FIFO (First In, First Out) is an inventory management method where the oldest stock received is the first stock sold or used.
Why FIFO Matters
FIFO helps businesses maintain accuracy, freshness, and financial clarity. It allows teams to understand:
- How stock flows through the system — oldest units move first
- How inventory ageing is controlled to prevent obsolescence
- How financial reporting stays aligned to real costs
- How operational processes minimise waste
- How stock valuation reflects true economic conditions
FIFO is especially important for products with expiry, seasonality, or fast‑changing trends.
How FIFO Works
FIFO is applied through operational and system‑driven rules:
- Receipts are timestamped so the system knows which stock arrived first
- Picking logic prioritises older units
- Valuation uses earlier costs first when calculating COGS
- Stock rotation processes ensure physical alignment in warehouses
- Reporting reflects the cost of earlier batches rather than newer ones
Example: If a warehouse receives 500 units in January and 500 more in February, FIFO ensures the January stock is sold first, even if the February batch was cheaper or more expensive.
Common Use Cases
- Inventory valuation for accounting and reporting
- Warehouse operations to reduce ageing and waste
- Demand forecasting using accurate stock flow
- Replenishment planning based on true depletion rates
- Quality control for perishable or regulated products
- Seasonal stock management to avoid outdated inventory
Related Terms
- LIFO (Last In, First Out)
- Inventory Turnover
- Stock Ageing
- COGS
- Replenishment
- Inventory Accuracy
What FIFO Really Tells Us
FIFO reveals the tempo of a business’s inventory, how quickly products move, how well stock is managed, and how closely operations mirror customer demand.

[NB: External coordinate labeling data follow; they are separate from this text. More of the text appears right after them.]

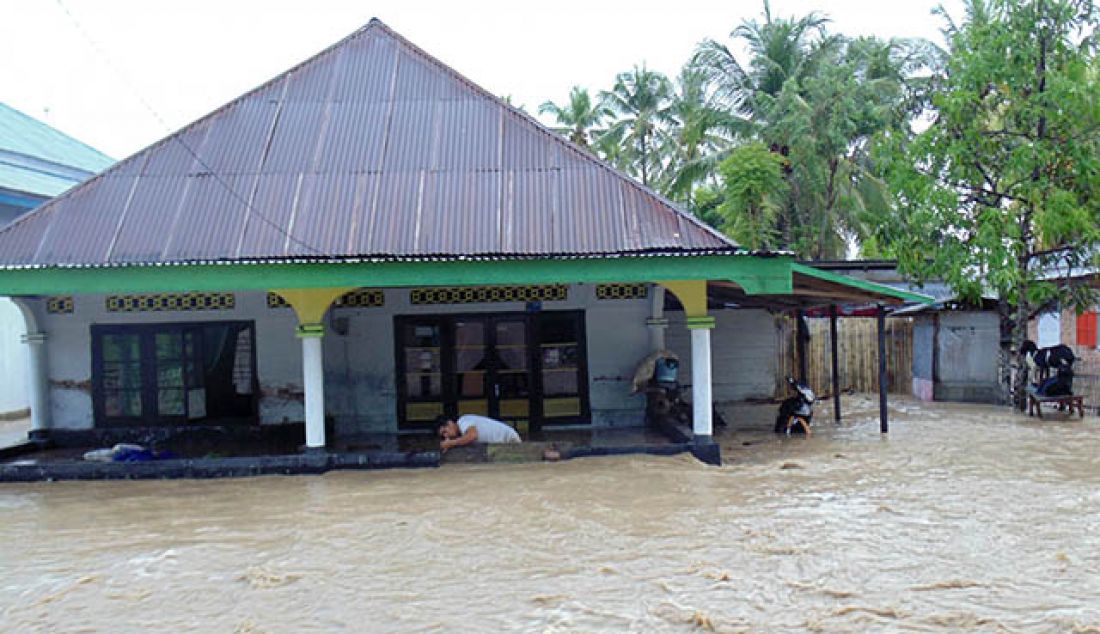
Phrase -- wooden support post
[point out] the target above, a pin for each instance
(801, 335)
(836, 363)
(881, 317)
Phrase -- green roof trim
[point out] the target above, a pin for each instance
(861, 284)
(754, 273)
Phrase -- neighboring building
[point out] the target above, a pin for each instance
(36, 163)
(39, 162)
(1078, 330)
(957, 352)
(955, 347)
(431, 249)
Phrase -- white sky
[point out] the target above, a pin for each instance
(186, 57)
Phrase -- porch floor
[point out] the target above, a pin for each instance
(210, 454)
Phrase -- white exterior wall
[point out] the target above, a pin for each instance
(361, 385)
(359, 352)
(744, 352)
(68, 341)
(13, 359)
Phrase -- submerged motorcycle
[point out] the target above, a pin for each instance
(796, 412)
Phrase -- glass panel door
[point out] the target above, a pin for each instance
(171, 378)
(121, 375)
(512, 379)
(471, 367)
(422, 357)
(560, 356)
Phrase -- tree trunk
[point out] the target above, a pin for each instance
(1019, 334)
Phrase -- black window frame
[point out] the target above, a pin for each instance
(444, 321)
(147, 332)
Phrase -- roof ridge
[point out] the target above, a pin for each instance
(45, 209)
(374, 22)
(558, 138)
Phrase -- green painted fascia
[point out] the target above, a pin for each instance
(861, 284)
(755, 274)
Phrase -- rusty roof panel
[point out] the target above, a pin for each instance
(81, 231)
(24, 237)
(194, 236)
(150, 220)
(352, 141)
(534, 205)
(370, 149)
(277, 195)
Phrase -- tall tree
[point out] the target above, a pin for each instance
(640, 101)
(1004, 184)
(780, 50)
(699, 138)
(580, 118)
(816, 99)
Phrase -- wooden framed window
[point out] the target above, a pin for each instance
(182, 373)
(1087, 329)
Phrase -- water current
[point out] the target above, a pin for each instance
(963, 518)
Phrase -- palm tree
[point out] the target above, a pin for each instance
(580, 119)
(700, 138)
(781, 50)
(640, 100)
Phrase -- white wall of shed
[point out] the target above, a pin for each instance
(13, 359)
(744, 352)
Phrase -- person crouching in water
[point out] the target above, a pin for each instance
(471, 428)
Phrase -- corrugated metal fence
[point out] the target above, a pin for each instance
(858, 362)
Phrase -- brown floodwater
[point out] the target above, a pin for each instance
(964, 518)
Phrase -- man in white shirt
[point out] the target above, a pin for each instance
(471, 428)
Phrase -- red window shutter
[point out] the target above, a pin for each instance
(1087, 329)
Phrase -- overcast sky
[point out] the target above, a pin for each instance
(88, 76)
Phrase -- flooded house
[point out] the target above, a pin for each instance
(36, 163)
(367, 241)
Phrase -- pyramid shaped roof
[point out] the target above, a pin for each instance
(370, 150)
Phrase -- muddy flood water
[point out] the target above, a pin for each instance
(964, 518)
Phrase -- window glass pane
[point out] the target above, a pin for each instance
(122, 403)
(421, 335)
(424, 385)
(169, 374)
(422, 359)
(169, 346)
(169, 402)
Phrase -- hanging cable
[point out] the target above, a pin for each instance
(177, 138)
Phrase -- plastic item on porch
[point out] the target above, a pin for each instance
(666, 370)
(645, 371)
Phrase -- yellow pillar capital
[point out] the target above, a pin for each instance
(310, 304)
(691, 293)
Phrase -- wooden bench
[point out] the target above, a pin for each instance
(1035, 404)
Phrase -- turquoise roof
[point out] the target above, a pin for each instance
(39, 160)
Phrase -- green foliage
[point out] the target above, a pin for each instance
(640, 101)
(752, 189)
(1003, 184)
(1000, 190)
(580, 119)
(817, 99)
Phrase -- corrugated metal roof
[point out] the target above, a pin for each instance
(36, 159)
(371, 149)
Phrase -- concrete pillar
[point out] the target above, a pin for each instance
(657, 323)
(39, 383)
(701, 391)
(312, 370)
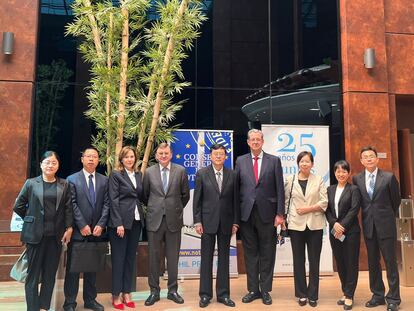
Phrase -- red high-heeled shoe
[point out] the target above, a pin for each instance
(119, 306)
(129, 304)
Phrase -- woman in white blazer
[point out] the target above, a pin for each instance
(306, 202)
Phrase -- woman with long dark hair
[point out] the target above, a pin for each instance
(44, 204)
(125, 225)
(344, 202)
(307, 201)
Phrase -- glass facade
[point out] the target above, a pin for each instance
(256, 62)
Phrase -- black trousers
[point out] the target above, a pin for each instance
(385, 247)
(71, 286)
(259, 246)
(172, 251)
(208, 241)
(312, 239)
(346, 255)
(43, 261)
(123, 253)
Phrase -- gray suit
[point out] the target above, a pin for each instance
(378, 223)
(259, 204)
(164, 221)
(85, 213)
(217, 211)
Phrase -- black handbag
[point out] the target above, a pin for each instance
(87, 256)
(285, 233)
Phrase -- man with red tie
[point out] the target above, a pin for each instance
(262, 204)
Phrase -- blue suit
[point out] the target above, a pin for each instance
(85, 213)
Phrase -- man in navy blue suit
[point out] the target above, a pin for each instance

What makes FIFO especially insightful is how it connects the physical world to the financial one. It shows how decisions made months earlier, buying depth, timing, cost negotiations, play out in today’s margins and tomorrow’s stock health. It’s a reminder that inventory isn’t static; it’s an evolving system.
FIFO reflects a commitment to using what you have responsibly, valuing accuracy over convenience, and keeping the flow of stock honest. When teams treat FIFO not as a rule but as a lens, they gain a clearer sense of how well their inventory is working and where the story is starting to drift.